Although the Celtics lost for the second time in four games on Monday, there’s a pretty sizable forest evident beyond those trees. Boston possesses the best record (18-4) in the Eastern Conference thanks to a 16-game winning streak that ranks as the third longest by the team since the introduction of the 3-point line.
Yet this run is drastically different from the ones that preceded it. Whereas this Celtics team is marked by far-reaching turnover, the previous ones that enjoyed such steady streams of victories were characterized chiefly by continuity.
In 1981-82, the Celtics reeled off 18 straight wins with a team whose nine leaders in minutes — Larry Bird, Cedric Maxwell, Tiny Archibald, Robert Parish, Kevin McHale, M.L. Carr, Gerald Henderson, Chris Ford, and Rick Robey — all were in at least their second year with the team. Then-rookie Danny Ainge, who averaged 10.6 minutes a night in his 53 games, saw the most court time by a newcomer.
And in 2008-09, as the Celtics marched through 19 consecutive wins, they did so with a team that had taken shape over a two-season span. Of that team’s 10 players who played at least 500 minutes that year, all 10 also had been part of the team’s roster during the previous championship season.
It makes intuitive sense that teams capable of such lengthy runs would feature considerable year-to-year roster continuity. Theoretically, such a characteristic should permit players to execute their team’s strategies in a fashion that would minimize the sort of sloppiness that could cost a team an occasional game.
Yet this year’s Celtics defied such notions. Of the 15 players who have suited up this season, 11 are new to the team — a 73 percent representation that is the highest by an NBA team in the 3-point era (since 1979-80) that had at least a 16-game winning streak.
Holdovers Jaylen Brown, Al Horford, Marcus Smart, and Terry Rozier have accounted for less than half (46.3 percent) of the team’s playing time. The team’s 11 new players — led by Kyrie Irving (32 minutes a night) and Jayson Tatum (31 minutes) — have taken 53.7 percent of the team’s minutes.
No other team in this sample has had a winning streak of such a length with more than half of its court time entrusted to players who didn’t play for them in the previous season. By contrast, four of the other 17 teams with winning streaks of at least 16 games — including the 2008-09 and 1981-82 Celtics — had no more than 6.0 percent of its minutes going to newcomers.
Only two teams have been able to run off wins with the frequency of this year’s Celtics while undergoing anything remotely resembling the extent of their roster makeover.
The 2012-13 Clippers had a 17-game winning streak early in the season despite a roster on which nine of 15 players hadn’t been there the year before, with 45.3 percent of their minutes going to new players. However, of the seven players who averaged at least 20 minutes a night for that team, just two hadn’t been with Los Angeles in 2011-12.

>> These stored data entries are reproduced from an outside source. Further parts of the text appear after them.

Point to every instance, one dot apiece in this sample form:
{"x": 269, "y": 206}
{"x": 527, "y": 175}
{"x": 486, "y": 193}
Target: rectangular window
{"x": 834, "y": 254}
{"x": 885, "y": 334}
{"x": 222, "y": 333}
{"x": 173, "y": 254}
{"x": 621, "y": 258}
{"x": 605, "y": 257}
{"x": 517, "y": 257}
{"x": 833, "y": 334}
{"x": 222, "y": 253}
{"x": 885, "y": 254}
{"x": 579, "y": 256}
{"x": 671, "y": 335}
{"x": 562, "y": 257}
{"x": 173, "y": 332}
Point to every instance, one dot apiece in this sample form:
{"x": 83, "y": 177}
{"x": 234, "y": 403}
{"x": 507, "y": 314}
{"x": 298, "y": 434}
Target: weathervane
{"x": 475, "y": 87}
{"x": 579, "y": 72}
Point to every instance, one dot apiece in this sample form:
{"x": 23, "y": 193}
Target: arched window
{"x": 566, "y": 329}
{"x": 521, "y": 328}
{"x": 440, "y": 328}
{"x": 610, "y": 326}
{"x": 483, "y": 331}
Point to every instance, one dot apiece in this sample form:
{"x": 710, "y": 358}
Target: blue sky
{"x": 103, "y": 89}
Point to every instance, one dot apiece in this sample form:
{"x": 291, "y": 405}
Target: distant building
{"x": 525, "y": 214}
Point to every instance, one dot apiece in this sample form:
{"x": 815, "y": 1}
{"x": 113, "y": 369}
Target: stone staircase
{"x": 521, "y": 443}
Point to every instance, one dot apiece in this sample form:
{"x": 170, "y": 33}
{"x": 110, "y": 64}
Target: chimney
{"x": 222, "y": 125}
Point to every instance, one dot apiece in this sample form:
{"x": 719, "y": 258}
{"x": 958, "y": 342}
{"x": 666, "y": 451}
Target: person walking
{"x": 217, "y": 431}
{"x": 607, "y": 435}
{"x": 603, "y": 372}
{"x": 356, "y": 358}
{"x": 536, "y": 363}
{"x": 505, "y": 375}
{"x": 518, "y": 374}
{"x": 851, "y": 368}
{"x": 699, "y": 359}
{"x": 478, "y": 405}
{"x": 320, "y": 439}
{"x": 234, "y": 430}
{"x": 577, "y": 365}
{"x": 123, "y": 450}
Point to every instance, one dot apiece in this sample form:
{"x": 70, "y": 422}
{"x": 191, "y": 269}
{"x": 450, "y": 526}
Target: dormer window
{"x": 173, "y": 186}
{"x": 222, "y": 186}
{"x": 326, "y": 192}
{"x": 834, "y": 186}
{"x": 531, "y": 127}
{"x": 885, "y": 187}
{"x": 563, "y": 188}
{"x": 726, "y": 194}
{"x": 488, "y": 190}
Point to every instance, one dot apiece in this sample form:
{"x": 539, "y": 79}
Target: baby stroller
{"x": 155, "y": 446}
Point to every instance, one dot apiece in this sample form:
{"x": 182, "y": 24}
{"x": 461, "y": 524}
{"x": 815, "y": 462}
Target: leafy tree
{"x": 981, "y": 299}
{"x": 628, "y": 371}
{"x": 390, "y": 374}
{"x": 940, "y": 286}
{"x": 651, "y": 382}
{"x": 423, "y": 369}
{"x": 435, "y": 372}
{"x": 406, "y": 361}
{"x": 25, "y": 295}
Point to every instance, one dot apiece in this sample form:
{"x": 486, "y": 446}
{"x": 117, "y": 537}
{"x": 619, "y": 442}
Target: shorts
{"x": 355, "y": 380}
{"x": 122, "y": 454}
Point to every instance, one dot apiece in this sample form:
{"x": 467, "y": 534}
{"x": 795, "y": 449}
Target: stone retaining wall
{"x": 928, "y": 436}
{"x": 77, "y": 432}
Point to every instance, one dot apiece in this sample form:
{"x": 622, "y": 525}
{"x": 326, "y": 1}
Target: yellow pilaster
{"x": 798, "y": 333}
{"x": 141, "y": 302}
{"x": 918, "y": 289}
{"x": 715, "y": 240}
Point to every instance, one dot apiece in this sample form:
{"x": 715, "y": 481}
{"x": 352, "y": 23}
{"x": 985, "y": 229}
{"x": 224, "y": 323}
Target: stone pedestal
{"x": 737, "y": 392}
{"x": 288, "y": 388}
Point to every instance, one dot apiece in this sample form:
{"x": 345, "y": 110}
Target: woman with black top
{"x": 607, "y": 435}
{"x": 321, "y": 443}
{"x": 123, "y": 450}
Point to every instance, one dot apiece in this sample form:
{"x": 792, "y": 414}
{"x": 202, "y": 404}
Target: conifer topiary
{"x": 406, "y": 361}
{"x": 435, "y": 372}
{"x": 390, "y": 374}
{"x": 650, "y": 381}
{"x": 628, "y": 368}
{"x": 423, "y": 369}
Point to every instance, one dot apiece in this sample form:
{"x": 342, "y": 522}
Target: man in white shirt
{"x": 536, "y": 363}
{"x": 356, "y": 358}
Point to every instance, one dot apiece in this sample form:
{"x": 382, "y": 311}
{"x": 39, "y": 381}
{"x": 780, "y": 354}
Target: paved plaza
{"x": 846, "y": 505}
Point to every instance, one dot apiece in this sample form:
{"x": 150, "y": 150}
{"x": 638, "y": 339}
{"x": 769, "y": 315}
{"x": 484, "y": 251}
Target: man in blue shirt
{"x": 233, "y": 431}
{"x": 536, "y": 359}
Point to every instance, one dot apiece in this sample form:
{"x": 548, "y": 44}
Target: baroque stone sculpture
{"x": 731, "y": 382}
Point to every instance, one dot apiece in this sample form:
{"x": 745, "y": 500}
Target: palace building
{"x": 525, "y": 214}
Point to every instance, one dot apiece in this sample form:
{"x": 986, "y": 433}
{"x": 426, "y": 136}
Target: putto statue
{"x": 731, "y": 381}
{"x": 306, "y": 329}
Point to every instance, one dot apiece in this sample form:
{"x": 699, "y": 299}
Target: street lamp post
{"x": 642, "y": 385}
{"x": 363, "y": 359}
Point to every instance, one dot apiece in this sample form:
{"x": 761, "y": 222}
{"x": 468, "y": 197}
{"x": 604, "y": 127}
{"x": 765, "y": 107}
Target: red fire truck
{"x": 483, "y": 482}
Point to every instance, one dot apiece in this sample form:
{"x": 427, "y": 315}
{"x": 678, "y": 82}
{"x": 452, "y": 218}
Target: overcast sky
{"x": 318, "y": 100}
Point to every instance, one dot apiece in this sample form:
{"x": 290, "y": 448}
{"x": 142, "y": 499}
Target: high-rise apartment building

Eleven of the 17 players on the 2003-04 Spurs (19-game winning streak) were new to the team, and 41.2 percent of its playing time went to those new players. But all three of San Antonio’s minutes leaders (Bruce Bowen, Tony Parker, and Tim Duncan) were holdovers, and the team’s offense continued to run through returnees Duncan, Parker, and Manu Ginobili.
In other words, in the nearly 40 years since the introduction of the 3-pointer, no team has managed a winning streak like the one the Celtics just forged while enduring as much raw year-to-year change. Nor is there any team that has had such a long winning streak during this era in a year where it reshaped around a new offensive focal point as Boston has done around Irving — and in which it had to reconfigure its offense on the fly at the start of the season because of a season-ending injury to another anticipated key in Gordon Hayward.
A 16-game winning streak inherently suggests a remarkable degree of consistency. That this year’s Celtics proved capable of such a run at the start of a radical roster transition is unprecedented in the modern NBA.